Today, DOJ filed an amicus brief in Husted v. A. Philip Randolph Institute. The case, now at SCOTUS, is about whether the NVRA prevents certain types of purges. The NVRA says that before officials can take someone off the rolls because they’ve moved, either the voter has to tell the official they’ve moved, or the official has to send a forwardable notice and wait two federal elections to see if the voter makes contact. Most states send that latter notice after getting some affirmative evidence of a move rendering them ineligible — an indication in the USPS change-of-address system, for example, or unforwardable mail that can’t be delivered. A few states — including Ohio and Georgia, where there’s separate litigation — send the notice after a period in which voters haven’t voted or otherwise made contact with officials, meaning that someone’s subject to purge for inactivity alone. The fight is about whether the NVRA permits Ohio to do this.
I won’t get into the statutory interpretation arguments here — the statute is complicated, and the competing arguments on either side argue about surplusage, which means you’ve really got to dive into exactly which piece does what. And I won’t get into the policy arguments here either — truly modernizing voter registration would mean accounting for moves to keep eligible people registered in the right place, rather than worrying about separately purging in one place and adding in another.

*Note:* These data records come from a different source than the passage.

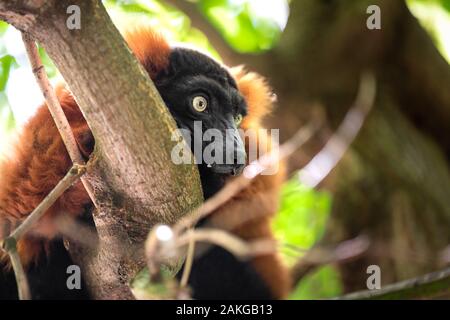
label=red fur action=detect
[0,28,289,298]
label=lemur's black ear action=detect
[125,26,171,80]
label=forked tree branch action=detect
[336,268,450,300]
[0,0,202,298]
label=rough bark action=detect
[171,0,450,292]
[0,0,202,298]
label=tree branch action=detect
[0,0,202,298]
[336,268,450,300]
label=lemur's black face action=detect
[155,48,247,175]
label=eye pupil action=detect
[192,96,208,112]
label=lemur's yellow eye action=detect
[192,96,208,112]
[234,114,242,126]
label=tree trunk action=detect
[250,0,450,291]
[0,0,202,298]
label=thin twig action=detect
[3,238,31,300]
[180,230,195,288]
[2,164,86,300]
[174,122,320,233]
[176,228,276,258]
[291,236,370,283]
[335,268,450,300]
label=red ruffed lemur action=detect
[0,27,289,299]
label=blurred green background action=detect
[0,0,450,299]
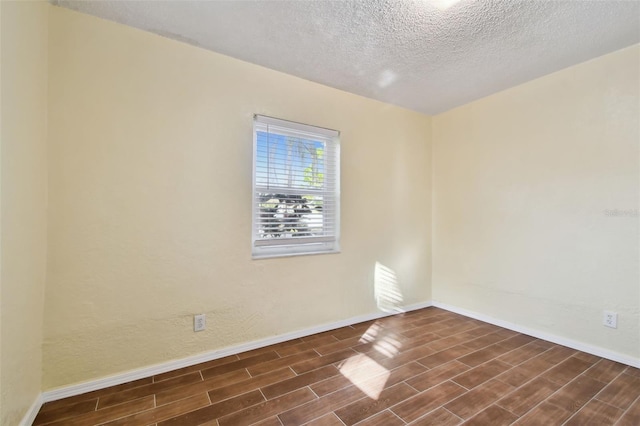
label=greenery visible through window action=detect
[252,115,340,257]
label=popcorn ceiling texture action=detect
[54,0,640,114]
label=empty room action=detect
[0,0,640,426]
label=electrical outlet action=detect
[602,311,618,328]
[193,314,207,331]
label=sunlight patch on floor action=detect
[340,354,390,400]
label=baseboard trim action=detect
[38,301,431,402]
[431,301,640,368]
[20,394,43,426]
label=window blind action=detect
[252,115,340,257]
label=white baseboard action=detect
[38,301,640,408]
[20,394,43,426]
[431,301,640,368]
[38,302,431,402]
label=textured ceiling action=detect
[53,0,640,114]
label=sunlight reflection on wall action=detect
[373,262,404,313]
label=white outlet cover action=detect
[602,311,618,328]
[193,314,207,331]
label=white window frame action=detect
[251,114,340,259]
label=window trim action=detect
[251,114,340,259]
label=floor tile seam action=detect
[245,352,322,379]
[493,378,540,417]
[276,392,352,425]
[260,364,343,399]
[587,370,635,410]
[492,398,524,423]
[563,386,624,424]
[387,402,442,424]
[380,407,407,424]
[96,371,204,411]
[94,395,155,426]
[495,342,549,367]
[209,388,282,423]
[498,364,586,424]
[616,395,640,424]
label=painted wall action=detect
[0,1,49,425]
[432,45,640,360]
[43,8,431,390]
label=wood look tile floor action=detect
[34,308,640,426]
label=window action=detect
[252,115,340,258]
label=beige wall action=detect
[432,45,640,360]
[43,8,431,390]
[0,1,49,425]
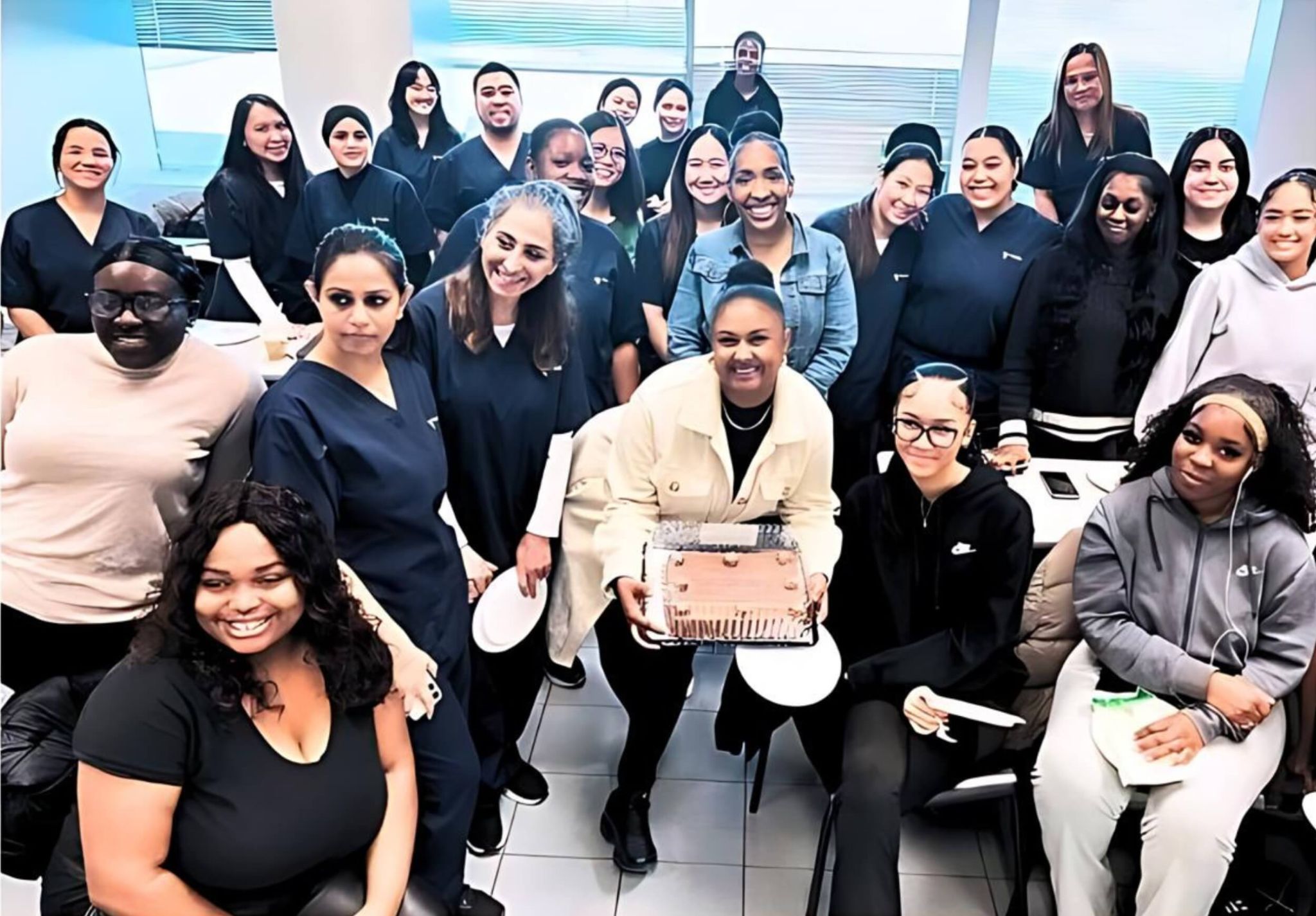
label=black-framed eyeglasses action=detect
[891,417,959,449]
[87,289,191,321]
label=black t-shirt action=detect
[74,658,388,916]
[722,397,772,492]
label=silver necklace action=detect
[722,401,772,433]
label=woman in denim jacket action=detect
[667,132,858,395]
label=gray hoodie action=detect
[1135,237,1316,450]
[1074,467,1316,742]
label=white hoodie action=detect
[1134,238,1316,437]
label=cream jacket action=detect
[594,357,841,588]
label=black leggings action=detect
[0,604,137,694]
[830,700,1006,916]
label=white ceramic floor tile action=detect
[649,779,745,865]
[530,704,627,782]
[494,856,620,916]
[618,862,743,916]
[745,786,835,868]
[900,866,996,916]
[549,649,621,706]
[745,721,822,786]
[988,879,1055,916]
[900,813,987,878]
[658,710,745,782]
[502,773,614,858]
[686,653,732,712]
[745,868,831,916]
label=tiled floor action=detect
[3,640,1054,916]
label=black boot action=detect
[599,788,658,872]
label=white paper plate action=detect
[736,627,841,706]
[471,566,549,651]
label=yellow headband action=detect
[1192,393,1270,451]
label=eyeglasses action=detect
[891,417,959,449]
[87,289,190,321]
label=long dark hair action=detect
[580,112,645,225]
[443,182,580,372]
[841,142,941,283]
[1124,375,1316,532]
[222,92,309,208]
[662,123,732,284]
[1170,128,1257,250]
[1037,153,1179,391]
[388,60,462,153]
[130,480,392,711]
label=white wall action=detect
[274,0,412,172]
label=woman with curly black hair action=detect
[60,481,416,916]
[993,153,1179,467]
[1035,375,1316,916]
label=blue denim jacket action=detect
[667,215,859,395]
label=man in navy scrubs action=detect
[425,118,648,416]
[425,63,528,241]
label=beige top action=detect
[594,357,841,588]
[0,334,265,624]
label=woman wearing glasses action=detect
[0,237,265,691]
[580,112,645,260]
[828,363,1033,916]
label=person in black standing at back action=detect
[704,31,782,130]
[1018,42,1152,222]
[814,123,942,494]
[425,62,529,244]
[639,79,695,220]
[205,93,320,324]
[375,60,462,206]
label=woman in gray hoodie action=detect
[1035,375,1316,916]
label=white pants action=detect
[1033,642,1285,916]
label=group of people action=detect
[0,33,1316,916]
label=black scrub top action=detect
[0,197,161,334]
[397,283,590,575]
[425,202,649,416]
[284,165,434,265]
[1018,105,1152,222]
[879,193,1061,413]
[371,125,462,200]
[425,134,530,231]
[205,168,320,324]
[251,352,470,666]
[74,658,388,916]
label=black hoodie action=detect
[826,455,1033,705]
[704,70,782,130]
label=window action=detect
[693,0,968,220]
[987,0,1268,199]
[133,0,283,174]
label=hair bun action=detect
[726,258,775,289]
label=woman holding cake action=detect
[595,260,841,871]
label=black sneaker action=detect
[466,788,506,858]
[502,760,549,805]
[599,788,658,874]
[544,656,584,690]
[457,885,504,916]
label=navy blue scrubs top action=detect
[395,283,590,575]
[0,197,161,334]
[425,134,530,231]
[371,125,462,200]
[205,168,320,324]
[425,202,649,415]
[285,165,434,265]
[879,193,1061,413]
[251,352,470,666]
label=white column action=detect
[274,0,412,172]
[1249,0,1316,195]
[947,0,1000,193]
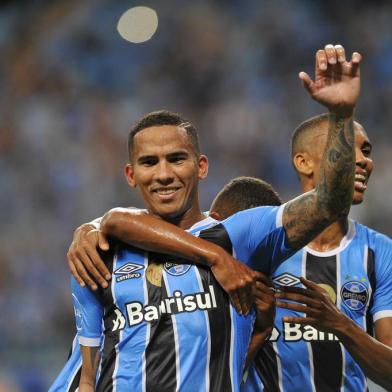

But the DOJ filing is notable in and of itself. Today, DOJ said that Ohio’s purge is fine. But as the brief itself notes, that’s not what DOJ said last year, either in amicus participation in a Georgia federal trial court or in the 6th Circuit version of this very case. (As mentioned, I was involved.) It’s quite rare for the DOJ to change course after a filing a brief in the court of appeals: the Solicitor General’s office is often called the “Tenth Justice,” in part because while reversals happen, there’s a thumb on the scale to treat DOJ filings with some internal quasi-precedential weight.
And the brief is also notable for another reason: the signature block shows no participation from career civil rights attorneys. (The same thing happened with the controversial Title VII filing two weeks ago in the 2d Circuit, when DOJ weighed in on the opposite site of the EEOC.) In the normal course, you’ll see political and career attorneys from both the appropriate DOJ Division and the SG’s office, like this brief here. Not so today.